Wednesday, March 13, 2013

Wired:
In Albania, 750,000 Communist-era bunkers populate the landscape, relics of the paranoia and skewed priorities of former dictator Enver Hoxha. Now they exist as quirky homes, animal shelters, ad hoc storage and make-out spots. The peculiar program of bunkerization, which lasted Hoxha’s entire 40-year rule, resulted in one bunker for every four citizens.
In November of last year, Dutch photographer David Galjaard won the 2012 Aperture Foundation/Paris Photo First Photobook Award for Concresco, a book that surveys the scattered and now repurposed or deteriorating concrete blobs. As much as the bunkers have intrigued historians, Galjaard laments how little the general public knows about Albania.
 The Communist leader Hoxha rose to power in 1944 as leader of the Party of Labour of Albania and ruled until his death in 1985. Hoxha was on constant alert for political threats and maintained his position with routine immobilization, imprisonment and eviction of his people and political opponents.

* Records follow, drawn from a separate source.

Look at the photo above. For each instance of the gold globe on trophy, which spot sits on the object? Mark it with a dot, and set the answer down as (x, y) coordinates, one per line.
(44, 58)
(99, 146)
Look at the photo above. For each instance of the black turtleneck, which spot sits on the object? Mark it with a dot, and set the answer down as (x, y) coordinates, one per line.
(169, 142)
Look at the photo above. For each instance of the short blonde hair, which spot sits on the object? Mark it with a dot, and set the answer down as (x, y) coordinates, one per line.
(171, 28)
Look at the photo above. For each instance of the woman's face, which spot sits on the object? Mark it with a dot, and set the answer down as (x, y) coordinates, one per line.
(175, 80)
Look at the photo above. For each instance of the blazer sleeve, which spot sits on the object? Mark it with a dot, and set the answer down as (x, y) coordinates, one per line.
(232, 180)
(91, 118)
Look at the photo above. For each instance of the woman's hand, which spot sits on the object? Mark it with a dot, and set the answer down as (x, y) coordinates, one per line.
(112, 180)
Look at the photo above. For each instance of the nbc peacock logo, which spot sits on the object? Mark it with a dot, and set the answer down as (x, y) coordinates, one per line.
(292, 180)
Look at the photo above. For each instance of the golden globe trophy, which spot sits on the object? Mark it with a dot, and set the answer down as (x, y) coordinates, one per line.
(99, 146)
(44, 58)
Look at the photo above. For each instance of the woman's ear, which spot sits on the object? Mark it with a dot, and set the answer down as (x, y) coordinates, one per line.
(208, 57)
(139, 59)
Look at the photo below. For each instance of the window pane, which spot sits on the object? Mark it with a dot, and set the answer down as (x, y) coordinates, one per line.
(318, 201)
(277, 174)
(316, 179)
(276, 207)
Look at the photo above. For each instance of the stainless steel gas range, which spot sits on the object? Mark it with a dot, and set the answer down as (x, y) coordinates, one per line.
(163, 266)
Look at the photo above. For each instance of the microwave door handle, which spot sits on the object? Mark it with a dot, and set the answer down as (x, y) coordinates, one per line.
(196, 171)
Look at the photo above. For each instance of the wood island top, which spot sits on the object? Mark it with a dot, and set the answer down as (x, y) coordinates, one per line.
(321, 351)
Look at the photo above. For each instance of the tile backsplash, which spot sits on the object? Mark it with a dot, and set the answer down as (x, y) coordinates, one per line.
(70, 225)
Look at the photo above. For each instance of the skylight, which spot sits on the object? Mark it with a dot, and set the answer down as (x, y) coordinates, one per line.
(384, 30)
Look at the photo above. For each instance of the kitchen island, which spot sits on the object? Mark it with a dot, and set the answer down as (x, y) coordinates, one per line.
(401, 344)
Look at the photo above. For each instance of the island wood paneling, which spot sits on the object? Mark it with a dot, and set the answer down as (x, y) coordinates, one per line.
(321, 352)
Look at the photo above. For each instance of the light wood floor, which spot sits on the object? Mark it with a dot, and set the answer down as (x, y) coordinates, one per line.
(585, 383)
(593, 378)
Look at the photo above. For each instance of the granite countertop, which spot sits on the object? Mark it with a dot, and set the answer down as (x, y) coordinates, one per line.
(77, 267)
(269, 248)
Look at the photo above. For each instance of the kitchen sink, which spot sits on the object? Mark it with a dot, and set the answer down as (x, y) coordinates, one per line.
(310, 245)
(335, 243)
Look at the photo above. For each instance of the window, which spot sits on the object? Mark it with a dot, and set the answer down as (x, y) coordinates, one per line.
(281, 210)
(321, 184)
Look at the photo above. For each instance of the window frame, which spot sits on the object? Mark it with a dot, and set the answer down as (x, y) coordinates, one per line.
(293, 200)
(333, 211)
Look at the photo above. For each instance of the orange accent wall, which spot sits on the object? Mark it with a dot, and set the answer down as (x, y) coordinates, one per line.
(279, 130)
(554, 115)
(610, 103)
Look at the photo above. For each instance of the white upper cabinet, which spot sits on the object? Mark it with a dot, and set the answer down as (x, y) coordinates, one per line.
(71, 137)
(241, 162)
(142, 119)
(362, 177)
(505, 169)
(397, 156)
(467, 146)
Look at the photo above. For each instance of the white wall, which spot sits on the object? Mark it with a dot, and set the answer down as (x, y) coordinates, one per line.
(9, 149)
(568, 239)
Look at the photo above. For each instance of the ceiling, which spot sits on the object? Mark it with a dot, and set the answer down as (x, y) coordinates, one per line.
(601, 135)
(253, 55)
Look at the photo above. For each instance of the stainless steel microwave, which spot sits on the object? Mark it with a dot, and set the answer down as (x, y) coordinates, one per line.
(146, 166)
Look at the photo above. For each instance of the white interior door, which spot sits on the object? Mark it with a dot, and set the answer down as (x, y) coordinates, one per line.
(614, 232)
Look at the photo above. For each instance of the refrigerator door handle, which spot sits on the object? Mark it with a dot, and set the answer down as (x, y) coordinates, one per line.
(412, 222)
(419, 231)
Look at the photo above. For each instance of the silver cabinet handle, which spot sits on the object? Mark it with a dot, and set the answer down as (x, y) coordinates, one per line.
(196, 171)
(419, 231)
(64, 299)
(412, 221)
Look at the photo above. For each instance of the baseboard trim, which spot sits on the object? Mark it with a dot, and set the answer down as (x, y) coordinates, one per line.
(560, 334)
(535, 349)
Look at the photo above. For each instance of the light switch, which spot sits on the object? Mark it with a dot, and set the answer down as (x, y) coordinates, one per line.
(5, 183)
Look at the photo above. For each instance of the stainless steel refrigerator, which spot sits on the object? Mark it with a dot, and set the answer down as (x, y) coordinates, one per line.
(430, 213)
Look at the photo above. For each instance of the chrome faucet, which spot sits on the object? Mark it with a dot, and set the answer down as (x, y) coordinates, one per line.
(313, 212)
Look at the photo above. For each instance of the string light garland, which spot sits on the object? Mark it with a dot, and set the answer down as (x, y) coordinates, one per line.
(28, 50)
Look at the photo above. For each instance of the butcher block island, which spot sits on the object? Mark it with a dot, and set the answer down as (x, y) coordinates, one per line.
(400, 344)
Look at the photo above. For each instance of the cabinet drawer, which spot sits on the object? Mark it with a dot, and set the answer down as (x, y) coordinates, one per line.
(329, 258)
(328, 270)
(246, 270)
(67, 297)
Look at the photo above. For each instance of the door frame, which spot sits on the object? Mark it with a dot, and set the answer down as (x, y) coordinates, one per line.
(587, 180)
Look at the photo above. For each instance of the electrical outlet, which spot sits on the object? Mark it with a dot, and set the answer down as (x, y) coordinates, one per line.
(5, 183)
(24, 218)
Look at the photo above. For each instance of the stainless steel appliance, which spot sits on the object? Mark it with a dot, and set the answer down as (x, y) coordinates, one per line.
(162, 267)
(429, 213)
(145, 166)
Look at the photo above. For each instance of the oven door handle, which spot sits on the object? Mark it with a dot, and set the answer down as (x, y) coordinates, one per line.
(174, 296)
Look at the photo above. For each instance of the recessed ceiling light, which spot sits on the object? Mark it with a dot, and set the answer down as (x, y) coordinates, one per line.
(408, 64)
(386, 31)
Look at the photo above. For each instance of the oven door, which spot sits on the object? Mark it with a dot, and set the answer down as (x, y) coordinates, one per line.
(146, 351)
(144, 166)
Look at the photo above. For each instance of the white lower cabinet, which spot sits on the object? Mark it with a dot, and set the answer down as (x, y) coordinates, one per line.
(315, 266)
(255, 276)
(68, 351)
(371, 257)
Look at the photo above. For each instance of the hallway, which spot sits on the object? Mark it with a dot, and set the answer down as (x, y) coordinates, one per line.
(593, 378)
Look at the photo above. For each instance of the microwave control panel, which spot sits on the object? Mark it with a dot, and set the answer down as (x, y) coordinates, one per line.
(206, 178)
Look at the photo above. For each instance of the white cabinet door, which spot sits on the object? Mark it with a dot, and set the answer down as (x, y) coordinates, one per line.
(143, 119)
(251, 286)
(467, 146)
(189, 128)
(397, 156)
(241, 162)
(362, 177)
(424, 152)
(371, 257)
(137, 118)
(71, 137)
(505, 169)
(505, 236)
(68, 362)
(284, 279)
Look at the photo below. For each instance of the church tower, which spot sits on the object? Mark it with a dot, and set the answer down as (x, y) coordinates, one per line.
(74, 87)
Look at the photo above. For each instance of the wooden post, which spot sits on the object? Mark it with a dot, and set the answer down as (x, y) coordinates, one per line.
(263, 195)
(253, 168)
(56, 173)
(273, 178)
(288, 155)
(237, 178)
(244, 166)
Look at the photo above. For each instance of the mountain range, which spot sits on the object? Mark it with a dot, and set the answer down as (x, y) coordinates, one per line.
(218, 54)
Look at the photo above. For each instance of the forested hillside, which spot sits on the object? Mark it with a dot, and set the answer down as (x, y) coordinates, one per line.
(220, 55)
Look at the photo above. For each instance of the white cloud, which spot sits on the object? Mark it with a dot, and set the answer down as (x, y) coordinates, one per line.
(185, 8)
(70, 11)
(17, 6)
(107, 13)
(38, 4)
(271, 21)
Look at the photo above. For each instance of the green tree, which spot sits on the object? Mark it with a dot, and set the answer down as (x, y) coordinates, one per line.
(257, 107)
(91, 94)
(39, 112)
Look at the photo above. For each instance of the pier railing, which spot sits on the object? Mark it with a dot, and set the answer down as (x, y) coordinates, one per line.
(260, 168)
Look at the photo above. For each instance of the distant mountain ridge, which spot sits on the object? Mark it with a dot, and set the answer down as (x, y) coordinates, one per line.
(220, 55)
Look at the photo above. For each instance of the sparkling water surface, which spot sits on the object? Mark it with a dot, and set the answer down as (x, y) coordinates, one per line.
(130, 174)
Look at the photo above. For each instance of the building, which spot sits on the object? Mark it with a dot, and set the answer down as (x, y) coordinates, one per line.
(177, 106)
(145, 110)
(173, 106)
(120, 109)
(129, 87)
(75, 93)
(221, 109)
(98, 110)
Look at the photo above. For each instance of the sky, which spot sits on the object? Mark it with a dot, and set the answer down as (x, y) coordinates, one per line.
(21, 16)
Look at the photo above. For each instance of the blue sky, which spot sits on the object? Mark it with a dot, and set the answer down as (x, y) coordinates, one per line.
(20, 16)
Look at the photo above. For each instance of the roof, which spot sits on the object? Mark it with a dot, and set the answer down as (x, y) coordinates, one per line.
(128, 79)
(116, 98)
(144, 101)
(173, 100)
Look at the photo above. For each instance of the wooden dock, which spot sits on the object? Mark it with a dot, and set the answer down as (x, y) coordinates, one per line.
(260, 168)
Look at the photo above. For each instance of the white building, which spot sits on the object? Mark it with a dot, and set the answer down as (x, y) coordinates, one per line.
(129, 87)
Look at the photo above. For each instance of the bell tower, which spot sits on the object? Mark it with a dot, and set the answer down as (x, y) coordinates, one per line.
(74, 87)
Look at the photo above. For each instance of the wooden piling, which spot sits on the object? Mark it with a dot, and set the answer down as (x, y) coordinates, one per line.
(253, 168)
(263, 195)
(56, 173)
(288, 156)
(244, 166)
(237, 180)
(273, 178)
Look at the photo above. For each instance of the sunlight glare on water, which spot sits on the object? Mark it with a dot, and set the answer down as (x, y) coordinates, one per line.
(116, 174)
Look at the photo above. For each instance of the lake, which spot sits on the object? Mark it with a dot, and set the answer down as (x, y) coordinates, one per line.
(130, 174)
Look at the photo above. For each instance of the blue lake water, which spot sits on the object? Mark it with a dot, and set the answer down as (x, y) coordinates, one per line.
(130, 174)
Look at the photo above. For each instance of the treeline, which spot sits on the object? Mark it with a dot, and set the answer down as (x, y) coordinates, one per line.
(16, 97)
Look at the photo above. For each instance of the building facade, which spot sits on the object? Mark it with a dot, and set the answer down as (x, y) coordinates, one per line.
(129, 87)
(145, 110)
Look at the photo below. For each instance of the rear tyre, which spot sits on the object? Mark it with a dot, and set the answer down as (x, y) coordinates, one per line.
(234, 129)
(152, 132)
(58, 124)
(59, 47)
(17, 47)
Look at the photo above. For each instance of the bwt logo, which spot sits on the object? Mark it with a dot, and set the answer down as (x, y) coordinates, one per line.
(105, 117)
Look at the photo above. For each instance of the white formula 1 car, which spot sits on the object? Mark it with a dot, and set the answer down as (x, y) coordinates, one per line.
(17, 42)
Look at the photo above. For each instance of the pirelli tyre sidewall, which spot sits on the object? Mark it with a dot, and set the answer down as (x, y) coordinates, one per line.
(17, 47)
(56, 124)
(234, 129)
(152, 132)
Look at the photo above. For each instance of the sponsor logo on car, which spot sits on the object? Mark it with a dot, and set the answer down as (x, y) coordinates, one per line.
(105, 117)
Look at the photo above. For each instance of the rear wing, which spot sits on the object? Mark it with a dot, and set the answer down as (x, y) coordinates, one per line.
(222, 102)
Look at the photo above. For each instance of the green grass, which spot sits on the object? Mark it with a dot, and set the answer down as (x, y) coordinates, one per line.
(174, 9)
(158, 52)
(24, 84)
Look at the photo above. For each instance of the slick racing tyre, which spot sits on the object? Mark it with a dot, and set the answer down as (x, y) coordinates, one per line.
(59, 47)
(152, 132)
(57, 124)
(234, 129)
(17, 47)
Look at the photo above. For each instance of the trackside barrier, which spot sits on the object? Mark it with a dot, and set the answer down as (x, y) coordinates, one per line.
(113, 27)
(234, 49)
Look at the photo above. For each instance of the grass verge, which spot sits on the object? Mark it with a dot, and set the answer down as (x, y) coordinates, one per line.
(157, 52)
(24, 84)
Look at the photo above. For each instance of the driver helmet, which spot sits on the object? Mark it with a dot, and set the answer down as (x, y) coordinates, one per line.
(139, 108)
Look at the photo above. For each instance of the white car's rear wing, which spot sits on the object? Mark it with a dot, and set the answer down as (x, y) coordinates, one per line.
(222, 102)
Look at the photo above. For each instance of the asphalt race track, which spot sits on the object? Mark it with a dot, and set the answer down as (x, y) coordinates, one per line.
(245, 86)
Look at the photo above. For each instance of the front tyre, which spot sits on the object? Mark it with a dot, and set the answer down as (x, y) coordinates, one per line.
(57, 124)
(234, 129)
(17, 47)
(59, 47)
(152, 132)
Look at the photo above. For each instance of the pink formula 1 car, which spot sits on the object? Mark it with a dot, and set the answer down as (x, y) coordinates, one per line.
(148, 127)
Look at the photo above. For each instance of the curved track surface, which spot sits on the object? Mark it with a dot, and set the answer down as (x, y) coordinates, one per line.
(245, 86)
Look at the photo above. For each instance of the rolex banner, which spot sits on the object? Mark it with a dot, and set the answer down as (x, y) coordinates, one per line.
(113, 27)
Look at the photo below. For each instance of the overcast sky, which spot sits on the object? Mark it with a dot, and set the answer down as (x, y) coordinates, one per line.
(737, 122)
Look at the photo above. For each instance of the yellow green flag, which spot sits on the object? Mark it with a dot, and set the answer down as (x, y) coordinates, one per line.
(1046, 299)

Hoxha’s suspicions also extended beyond Albanian borders and the bunkers, which number 24 to every square kilometer, and were built in preparation for a multi-front war Hoxha expected from invading countries, East and West. Every citizen in Hoxha’s plan was a reservist. Twelve-year-olds were trained to fire rifles. The bunkers never saw action.
 Today, Albanian authorities are at a loss for what to do. The reinforced concrete domes are as difficult to repurpose as they are to destroy. Tourists are fascinated by the bunkers strewn like confetti across scenery, but for locals they’re a largely uninteresting, if obstructive, part of the landscape.”